Q: Netanyahu’s initial restraint at the outset of this conflict earned him a fair amount of criticism in his own party. Is he in trouble politically?
A: It’s not yet clear. Look at some of the politicians to the right of Netanyahu: I think that Avigdor Lieberman [of the Yisrael Beiteinu party], by breaking the alliance with Likud and not showing particular astuteness during this conflict, has lost a lot of ground as the challenger to Netanyahu. On the other hand, Naftali Bennett from the Bayit Yehudit party has probably gained some stature because he’s been out in the field; he’s been speaking supportively and he hasn’t challenged Netanyhau. At this point, he seems to be trying to support Israeli unity; talking about what might be the economic consequences and not saying anything that seems outlandish or too far afield. But Netanyahu’s stature and political position will depend on how this war is brought to an end and what Israelis think of the achievements, of the gains and losses. So, it’s too early to tell.
Politically, what has impressed me quite a bit is, with so many of the rockets hitting different towns and different cities like Ashdod and Ashkelon, you’ve had several mayors who’ve been on the front lines and on the firing lines, and some of them have emerged in these last several weeks as extremely competent; as people who have responded to the needs and complaints of citizens that, for example, the public shelters weren’t adequately prepared, etc. I think there is the potential here for a new generation of political leaders who know how to get things done; who seem responsive to the needs of the citizens.
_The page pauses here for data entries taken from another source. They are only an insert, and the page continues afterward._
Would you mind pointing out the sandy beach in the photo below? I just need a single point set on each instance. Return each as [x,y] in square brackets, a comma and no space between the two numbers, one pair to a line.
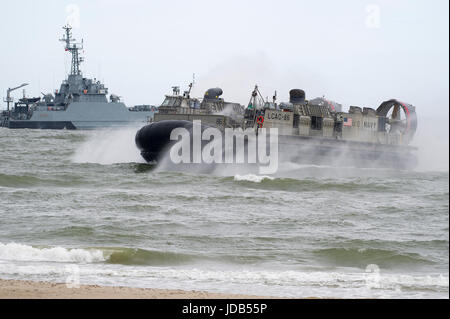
[18,289]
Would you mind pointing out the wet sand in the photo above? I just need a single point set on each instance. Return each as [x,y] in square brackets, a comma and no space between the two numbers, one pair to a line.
[18,289]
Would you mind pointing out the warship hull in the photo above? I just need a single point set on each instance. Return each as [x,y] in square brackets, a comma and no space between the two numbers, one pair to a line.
[84,116]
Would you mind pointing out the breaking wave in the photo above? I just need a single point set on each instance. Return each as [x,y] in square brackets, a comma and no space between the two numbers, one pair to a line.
[252,178]
[20,252]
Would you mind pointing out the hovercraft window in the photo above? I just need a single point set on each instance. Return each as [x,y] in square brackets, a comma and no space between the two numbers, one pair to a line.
[316,122]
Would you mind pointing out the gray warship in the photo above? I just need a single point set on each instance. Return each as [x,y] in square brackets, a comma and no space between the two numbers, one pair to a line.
[80,103]
[313,131]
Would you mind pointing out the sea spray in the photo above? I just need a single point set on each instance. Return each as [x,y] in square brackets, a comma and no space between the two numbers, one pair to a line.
[109,147]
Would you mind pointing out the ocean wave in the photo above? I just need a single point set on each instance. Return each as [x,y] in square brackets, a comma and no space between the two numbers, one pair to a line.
[361,257]
[252,178]
[287,283]
[109,255]
[20,252]
[136,256]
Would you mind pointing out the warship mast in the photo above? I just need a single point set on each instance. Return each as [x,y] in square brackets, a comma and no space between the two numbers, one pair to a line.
[73,48]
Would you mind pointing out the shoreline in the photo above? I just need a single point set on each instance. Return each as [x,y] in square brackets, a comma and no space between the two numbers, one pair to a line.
[26,289]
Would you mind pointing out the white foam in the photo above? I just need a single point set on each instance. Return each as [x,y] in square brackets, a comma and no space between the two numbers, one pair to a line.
[19,252]
[109,147]
[252,178]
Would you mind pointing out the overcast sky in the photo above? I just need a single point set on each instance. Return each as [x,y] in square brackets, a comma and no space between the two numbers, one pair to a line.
[354,52]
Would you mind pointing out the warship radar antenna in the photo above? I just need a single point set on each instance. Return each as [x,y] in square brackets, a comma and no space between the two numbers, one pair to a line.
[9,99]
[73,48]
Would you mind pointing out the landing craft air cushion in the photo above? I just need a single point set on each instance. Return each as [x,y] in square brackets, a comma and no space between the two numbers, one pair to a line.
[310,132]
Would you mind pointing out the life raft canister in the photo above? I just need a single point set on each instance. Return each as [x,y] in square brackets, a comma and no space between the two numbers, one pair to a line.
[260,121]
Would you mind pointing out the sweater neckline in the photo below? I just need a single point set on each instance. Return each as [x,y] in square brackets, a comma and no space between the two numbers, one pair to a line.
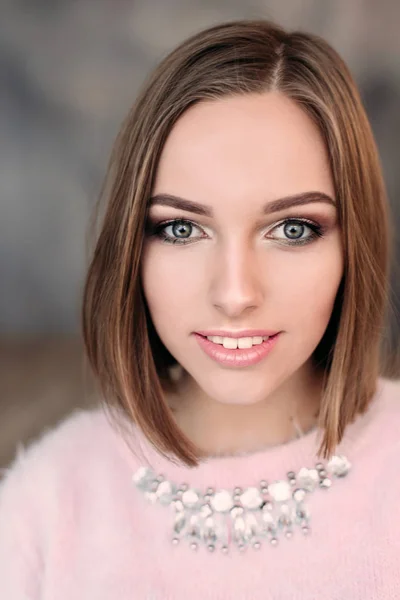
[246,469]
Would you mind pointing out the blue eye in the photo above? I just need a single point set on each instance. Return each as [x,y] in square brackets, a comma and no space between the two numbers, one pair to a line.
[293,229]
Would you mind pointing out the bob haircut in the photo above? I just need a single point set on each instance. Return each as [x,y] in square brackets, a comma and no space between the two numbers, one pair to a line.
[128,359]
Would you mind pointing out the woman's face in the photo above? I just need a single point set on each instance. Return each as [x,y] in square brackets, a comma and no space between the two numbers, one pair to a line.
[236,261]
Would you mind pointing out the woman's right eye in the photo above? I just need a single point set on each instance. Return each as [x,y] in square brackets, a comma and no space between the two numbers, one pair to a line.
[179,227]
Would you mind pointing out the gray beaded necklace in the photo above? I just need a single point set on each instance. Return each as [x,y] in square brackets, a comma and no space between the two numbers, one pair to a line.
[239,518]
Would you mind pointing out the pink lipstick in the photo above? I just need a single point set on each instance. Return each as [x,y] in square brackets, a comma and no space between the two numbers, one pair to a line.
[238,357]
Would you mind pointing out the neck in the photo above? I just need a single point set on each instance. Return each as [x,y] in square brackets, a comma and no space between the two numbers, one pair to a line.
[218,429]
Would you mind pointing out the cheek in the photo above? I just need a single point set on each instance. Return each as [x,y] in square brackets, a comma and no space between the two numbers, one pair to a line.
[308,289]
[169,284]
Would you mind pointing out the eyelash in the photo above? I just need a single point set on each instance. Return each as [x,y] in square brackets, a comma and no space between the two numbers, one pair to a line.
[157,230]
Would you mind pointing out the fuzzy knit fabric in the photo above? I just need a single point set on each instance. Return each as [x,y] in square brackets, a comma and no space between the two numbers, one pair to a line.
[74,526]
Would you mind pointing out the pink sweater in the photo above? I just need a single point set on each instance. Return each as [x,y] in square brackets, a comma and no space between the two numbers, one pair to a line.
[74,526]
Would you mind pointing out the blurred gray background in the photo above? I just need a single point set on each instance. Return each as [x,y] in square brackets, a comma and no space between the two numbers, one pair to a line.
[69,73]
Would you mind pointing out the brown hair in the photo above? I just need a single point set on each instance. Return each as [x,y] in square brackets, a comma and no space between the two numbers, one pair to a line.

Those are the kinds of people who may emerge in the next few years to challenge what will be an older leadership.
Q: In the early days of this conflict, when Hamas was bombarding Israel with rockets, there were also several rockets launched from Lebanon. Can we assume that was Hezbollah? And, if so, was this in any way a coordinated effort between the two groups?
A: In fact, even though Hezbollah is a Shiia and Hamas is a Sunni, Hezbollah has provided technical and military training to Hamas. The Iranians also have helped to design those tunnels; and have provided some of the engineering expertise to improve their rockets. So, there are connections and, in fact, when Hamas joined the unity government it consulted with Hezbollah leaders about how to protect its weapons and how to have a resistance movement that doesn’t have responsibility for governance but can shape policies from outside the government through intimidation; because it has control over the means of violence. So in many ways, Hezbollah is a model for Hamas.
But Hezbollah is bogged down in Syria, so it can’t join in this war against Israel right now. But it’s watching this war and whatever happens between Israel and Hamas is going to affect Lebanon War number three. Now, Hezbollah has rockets that are much more accurate; they have payloads that are much more lethal and that are much more damaging. You’re going to have massive destruction from rockets. The only way to minimize that is to carpet bomb a country, and that’s what Israel might have to do to Lebanon should it start firing rockets at Israel.
There were some rockets that were fired, perhaps by Hezbollah affiliates. But, whenever there was a rocket fired from the north, I believe Hezbollah made it clear to Israel that it didn’t fire that rocket.